Understanding 'parse_str' in PHP - php

I'm a PHP newbie trying to find a way to use parse_str to parse a number of URLs from a database (note: not from the request, they are already stored in a database, don't ask... so _GET won't work)
So I'm trying this:
$parts = parse_url('http://www.jobrapido.se/?w=teknikinformat%C3%B6r&l=malm%C3%B6&r=auto');
parse_str($parts['query'], $query);
return $query['w'];
Please note that here I am just supplying an example URL, in the real application the URL will be passed in as a parameter from the database. And if I do this it works fine. However, I don't understand how to use this function properly, and how to avoid errors.
First of all, here I used "w" as the index to return, because I could clearly see it was in the query. But how do these things work? Is there a set of specific values I can use to get the entire query string? I mean, if I look further, I can see "l" and "r" here as well...
Sure I could extract those too and concatenate the result, but will these value names be arbitrary, or is there a way to know exactly which ones to extract? Of course there's the "q" value, which I originally thought would be the only one I would need, but apparently not. It's not even in the example URL, although I know it's in lots of others.
So how do I do this? Here's what I want:
Extract all parts of the query string that gives me a readable output of the search string part of the URL (so in the above it would be "teknikinformatör Malmö auto". Note that I would need to translate the URL encoding to Swedish characters, any easy way to do that in PHP?)
Handle errors so that if the above doesn't work for some reason, the method should only return an empty string, thus not breaking the code. Because at this point, if I were to use the above with an actual parameter, $url, passed in instead of the example URL, I would get errors, because many of the URLs do not have the "w" parameter, some may be empty fields in the database, some may be malformed, etc. So how can I handle such errors stably, and just return a value if the parsing works, and return empty string otherwise?
There seems to be a very strange problem that occurs that I cannot see during debugging. I put this test code in just to see what is going on:
function getQuery($url)
{
try
{
$parts = parse_url($url);
parse_str($parts['query'], $query);
if (isset($query['q'])) {
/* return $query['q']; */
return '';
}
} catch (Exception $e) {
return '';
}
}
Now, obviously in the real code I would want something like the commented out part to be returned. However, the puzzling thing is this:
With this code, as far as I see, every path should lead to returning an empty string. But this does not work - it gives me a completely empty grid in the result page. No errors or anything during debugging, and objects look fine when I step through them during debugging.
However, if I remove everything from this method except return ''; then it works fine - of course the field in the grid where the query is supposed to be is empty, but all the other fields have all the information as they should. So this was just a test. But how is it possible that code that should only be able to return an empty string does not work, while the one that only returns an empty string and does nothing else does work? I'm thoroughly confused...

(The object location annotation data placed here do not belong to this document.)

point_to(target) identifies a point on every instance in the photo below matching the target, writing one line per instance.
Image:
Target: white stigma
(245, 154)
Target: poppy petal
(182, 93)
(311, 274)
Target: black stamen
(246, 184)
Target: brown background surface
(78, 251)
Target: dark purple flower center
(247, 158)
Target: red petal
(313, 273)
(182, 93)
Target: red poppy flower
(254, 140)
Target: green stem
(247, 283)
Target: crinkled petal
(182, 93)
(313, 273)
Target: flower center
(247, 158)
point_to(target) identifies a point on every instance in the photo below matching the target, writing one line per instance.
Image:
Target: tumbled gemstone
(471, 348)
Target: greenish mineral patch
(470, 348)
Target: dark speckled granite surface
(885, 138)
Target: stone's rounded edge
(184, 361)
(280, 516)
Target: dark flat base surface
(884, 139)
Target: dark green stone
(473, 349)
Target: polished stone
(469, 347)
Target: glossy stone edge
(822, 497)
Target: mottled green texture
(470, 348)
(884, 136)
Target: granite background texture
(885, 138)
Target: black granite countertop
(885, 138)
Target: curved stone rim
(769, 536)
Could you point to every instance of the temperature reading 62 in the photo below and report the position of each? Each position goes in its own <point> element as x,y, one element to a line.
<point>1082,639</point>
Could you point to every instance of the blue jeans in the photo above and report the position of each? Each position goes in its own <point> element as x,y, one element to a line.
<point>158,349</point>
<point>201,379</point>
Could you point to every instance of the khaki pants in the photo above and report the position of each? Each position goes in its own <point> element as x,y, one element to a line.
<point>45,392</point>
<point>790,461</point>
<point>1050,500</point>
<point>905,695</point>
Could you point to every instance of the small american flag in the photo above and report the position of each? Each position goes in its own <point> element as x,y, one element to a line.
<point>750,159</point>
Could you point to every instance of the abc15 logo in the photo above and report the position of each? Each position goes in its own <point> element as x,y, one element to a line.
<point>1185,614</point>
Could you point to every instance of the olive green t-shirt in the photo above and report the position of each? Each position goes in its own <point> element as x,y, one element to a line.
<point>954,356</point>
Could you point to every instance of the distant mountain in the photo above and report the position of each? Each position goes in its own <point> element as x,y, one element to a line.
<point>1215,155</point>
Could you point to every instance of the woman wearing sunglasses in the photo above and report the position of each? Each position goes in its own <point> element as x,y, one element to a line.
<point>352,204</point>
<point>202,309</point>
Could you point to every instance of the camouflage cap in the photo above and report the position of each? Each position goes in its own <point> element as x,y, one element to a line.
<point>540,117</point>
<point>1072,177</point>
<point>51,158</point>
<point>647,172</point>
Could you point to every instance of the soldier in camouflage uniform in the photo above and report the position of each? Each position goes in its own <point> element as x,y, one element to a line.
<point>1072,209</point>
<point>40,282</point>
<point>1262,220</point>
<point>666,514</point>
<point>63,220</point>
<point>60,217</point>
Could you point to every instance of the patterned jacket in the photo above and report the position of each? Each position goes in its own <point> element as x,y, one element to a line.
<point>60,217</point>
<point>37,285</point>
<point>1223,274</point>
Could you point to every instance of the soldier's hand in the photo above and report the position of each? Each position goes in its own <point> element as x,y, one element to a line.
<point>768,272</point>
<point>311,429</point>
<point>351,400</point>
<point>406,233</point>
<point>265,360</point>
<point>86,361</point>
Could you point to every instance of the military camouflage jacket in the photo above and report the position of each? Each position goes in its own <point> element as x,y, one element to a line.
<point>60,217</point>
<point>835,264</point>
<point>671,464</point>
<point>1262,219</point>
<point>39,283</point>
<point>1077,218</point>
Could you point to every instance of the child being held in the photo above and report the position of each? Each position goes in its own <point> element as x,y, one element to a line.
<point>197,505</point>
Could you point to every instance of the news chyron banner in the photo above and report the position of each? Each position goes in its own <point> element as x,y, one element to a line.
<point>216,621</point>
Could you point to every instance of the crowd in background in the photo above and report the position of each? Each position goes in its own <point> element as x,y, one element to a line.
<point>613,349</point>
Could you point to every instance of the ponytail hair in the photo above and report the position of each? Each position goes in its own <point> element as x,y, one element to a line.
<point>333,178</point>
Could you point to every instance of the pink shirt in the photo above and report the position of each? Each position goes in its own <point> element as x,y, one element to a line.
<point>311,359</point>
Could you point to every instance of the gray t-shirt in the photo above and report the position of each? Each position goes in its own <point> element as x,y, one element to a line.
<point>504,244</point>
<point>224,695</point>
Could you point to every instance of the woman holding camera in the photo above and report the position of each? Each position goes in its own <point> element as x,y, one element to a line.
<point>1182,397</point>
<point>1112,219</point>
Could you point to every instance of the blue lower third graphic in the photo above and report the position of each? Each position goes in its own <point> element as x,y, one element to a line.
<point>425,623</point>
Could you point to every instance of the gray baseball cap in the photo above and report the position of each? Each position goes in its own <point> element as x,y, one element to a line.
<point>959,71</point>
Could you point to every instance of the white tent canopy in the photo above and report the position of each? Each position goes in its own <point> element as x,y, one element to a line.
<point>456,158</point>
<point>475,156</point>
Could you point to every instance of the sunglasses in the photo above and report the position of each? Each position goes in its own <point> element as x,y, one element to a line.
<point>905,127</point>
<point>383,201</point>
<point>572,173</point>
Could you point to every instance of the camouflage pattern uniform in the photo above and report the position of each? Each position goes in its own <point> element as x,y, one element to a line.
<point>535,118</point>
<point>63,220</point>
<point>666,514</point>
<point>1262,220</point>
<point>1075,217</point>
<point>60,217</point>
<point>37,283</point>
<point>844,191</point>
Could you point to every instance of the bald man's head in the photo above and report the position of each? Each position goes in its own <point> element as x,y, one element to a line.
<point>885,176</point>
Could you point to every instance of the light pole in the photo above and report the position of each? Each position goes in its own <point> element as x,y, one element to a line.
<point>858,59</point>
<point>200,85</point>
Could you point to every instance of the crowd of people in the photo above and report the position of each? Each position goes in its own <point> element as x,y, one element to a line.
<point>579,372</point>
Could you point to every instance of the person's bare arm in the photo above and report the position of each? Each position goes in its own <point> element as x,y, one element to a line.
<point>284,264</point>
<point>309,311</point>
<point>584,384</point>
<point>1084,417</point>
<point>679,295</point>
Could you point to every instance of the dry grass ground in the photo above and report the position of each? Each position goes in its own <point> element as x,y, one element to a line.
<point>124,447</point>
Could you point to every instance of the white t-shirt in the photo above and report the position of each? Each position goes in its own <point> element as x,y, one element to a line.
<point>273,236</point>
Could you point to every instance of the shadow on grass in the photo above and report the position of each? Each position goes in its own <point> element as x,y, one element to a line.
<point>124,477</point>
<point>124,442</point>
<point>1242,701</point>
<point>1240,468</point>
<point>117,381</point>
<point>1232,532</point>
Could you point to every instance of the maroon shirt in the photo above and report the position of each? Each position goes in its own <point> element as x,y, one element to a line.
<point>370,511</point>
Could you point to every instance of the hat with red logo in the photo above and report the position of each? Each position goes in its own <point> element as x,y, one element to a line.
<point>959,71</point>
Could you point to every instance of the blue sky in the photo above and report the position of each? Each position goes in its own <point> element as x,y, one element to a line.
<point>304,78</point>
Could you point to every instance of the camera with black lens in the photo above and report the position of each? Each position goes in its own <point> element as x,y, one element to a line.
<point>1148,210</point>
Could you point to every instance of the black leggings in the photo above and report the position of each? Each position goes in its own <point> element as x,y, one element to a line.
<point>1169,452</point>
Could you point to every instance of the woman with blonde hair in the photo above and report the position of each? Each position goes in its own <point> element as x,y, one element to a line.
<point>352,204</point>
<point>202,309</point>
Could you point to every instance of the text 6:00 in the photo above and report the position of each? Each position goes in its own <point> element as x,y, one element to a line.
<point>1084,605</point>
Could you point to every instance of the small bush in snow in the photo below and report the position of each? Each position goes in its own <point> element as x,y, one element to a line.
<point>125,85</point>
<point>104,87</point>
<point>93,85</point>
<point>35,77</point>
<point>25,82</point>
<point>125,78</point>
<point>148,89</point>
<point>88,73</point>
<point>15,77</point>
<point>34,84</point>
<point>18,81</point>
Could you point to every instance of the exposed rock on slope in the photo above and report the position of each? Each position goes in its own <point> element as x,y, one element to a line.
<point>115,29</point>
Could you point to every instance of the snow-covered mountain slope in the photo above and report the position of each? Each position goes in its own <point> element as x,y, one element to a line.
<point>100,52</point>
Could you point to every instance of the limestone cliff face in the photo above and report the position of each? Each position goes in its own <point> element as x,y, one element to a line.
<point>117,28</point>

The meaning of the query parameters is entirely up to the application that handles the URL, so there is no "right" parameter - it might be w, q, or searchquery. You can heuristically search for the most common variables (=guess), or return an array of all arguments. It depends on what you're trying to achieve.
parse_str already decodes urlencoding. Note that urlencoding is a way to encode bytes, not characters. It depends on what encoding the application expects. Usually (and in this example query), that should be UTF-8 everywhere, so you should be covered on 1.
Test whether the value exists, and if not, return the empty string, like this:
$heuristicFields = array('q', 'w', 'searchquery');
foreach ($heuristicFields as $hf) {
if (isset($query[$hf])) return $query[$hf];
}
return '';
The function returns null if the input is valid, and runs into errors (i.e., displays warning messages) when the URL is obviously invalid. The try...catch block has no effect.

It turned out the problem was with Swedish characters - if I used utf8_encode() on the value before returning it, it worked fine.

Related

PHP functions: passing variables by reference (and if not possible) by value

I am trying to build an "escape" function (as an exercise). The objective of this function is to transform "dangerous" values into safe values to be inserted in a database. The content of this function is not important.
function escape(&$value){
//some code
return $value;
}
Here's the problem: I want to make this function very handy to use, therefore it should be able to support 2 possible scenarios:
1) returning a safe value:
$safe_val = escape($unsafe_val);
2) changing a variable "by reference":
escape($value);
At the moment, my function does its job, however...if I pass something like:
$safe_val = escape(php_native_change_string_to_something($value));
PHP gets angry and says:
Notice: Only variables should be passed by reference
How can I make PHP accept that if something can't be passed by reference it does not matter and it should just ignore the error and continue the execution?
PHP is complaining because the value being passed into escape by escape(php_native_change_string_to_something($value)) is a temporary value (rvalue). The argument has no permanent memory address so it does not make sense to modify the value.
However, despite this not making sense, PHP will still do what you want. You are receiving a notice, not an error. Your code should still produce the output you are expecting. This short program models your setup:
<?php
function escape (&$s) {
return $s;
}
$s = 'TEXT TO ESCAPE';
$new_s = escape( strtolower( $s ) );
echo "$s\n";
echo "$new_s\n";
and produces the following results:
s: TEXT TO ESCAPE
new_s: text to escape
If you would like to get rid of the notice you will need to use the error control operator (#), #escape(php_native_change_string_to_something($value)).
Despite this being something that will work in PHP I would suggest avoiding this type of usage as it will decrease code readability and is not suggested by PHP (as the notice indicates).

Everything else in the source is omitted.